Susan was quiet for a moment. “What happened to Sophie was heartbreaking. But punishing yourself won’t bring your daughter back.”

Paul wiped tears from his eyes. “How do I forgive myself for something like that?”

“I don’t know. But maybe you start by accepting that you were human. That you’ve spent twenty years trying to become someone different.”

Paul pulled Susan closer, wrapping his arms around her. She came willingly, her head resting against his chest.

“I’m scared,” he whispered. “I’m scared of hurting you the way I hurt Michelle.”

“Being scared means you care. It means you’re paying attention.” Susan pulled back to look up at him. “The fact that you’re terrified of repeating your mistakes is probably the best insurance against not doing the same thing again.”
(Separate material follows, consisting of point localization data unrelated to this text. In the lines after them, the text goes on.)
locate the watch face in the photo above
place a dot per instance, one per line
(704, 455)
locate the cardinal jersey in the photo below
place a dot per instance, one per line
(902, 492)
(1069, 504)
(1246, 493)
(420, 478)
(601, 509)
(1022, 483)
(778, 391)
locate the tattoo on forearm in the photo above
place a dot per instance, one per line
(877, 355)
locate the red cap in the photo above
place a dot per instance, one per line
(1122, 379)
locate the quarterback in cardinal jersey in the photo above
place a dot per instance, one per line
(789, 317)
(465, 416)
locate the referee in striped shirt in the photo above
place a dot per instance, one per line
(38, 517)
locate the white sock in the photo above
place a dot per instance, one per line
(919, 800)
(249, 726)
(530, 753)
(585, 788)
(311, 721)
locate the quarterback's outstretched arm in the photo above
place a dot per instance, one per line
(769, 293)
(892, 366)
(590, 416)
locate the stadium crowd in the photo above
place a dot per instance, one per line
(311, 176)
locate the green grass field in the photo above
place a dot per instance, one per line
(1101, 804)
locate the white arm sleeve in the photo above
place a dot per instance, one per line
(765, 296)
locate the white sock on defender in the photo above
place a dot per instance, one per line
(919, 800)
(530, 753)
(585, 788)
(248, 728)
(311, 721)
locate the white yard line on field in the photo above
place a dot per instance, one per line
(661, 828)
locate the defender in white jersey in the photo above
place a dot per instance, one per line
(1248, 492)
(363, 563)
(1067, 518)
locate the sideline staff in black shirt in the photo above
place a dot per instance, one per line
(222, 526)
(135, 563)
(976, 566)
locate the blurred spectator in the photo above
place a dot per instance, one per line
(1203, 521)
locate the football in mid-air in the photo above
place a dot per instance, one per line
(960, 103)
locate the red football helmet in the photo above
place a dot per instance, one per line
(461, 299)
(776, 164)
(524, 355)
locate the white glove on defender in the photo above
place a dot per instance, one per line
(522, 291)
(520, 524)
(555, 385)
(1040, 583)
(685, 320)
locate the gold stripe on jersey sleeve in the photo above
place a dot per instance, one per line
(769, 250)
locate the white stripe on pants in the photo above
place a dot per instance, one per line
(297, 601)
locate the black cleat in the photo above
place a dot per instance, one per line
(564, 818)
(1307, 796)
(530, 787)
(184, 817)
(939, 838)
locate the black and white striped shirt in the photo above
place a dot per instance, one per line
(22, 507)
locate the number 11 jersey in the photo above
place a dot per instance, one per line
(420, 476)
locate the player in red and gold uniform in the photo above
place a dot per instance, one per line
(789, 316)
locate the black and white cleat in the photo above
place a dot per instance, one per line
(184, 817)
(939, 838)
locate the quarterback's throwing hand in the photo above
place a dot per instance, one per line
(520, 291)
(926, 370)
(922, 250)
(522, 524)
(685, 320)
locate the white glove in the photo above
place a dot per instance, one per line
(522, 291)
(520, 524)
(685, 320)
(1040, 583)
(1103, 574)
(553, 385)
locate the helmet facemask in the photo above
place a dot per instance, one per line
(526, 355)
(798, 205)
Paul took a deep breath. “Thank you,” he finally said. “For listening. For not running away.”

Susan’s gaze was steady. “I’m not going anywhere. We’ll figure this out together.”

Paul cupped her face in his hands. “I want to do this right. I want to build something real with you. But I need you to be patient with me.”

Susan nodded. “It doesn’t matter how long it takes. I’m not going anywhere.”

Paul placed a gentle kiss on Susan’s lips. When they pulled apart, he rested his forehead against hers. He had a past he wasn’t proud of, and a future that could be so much more.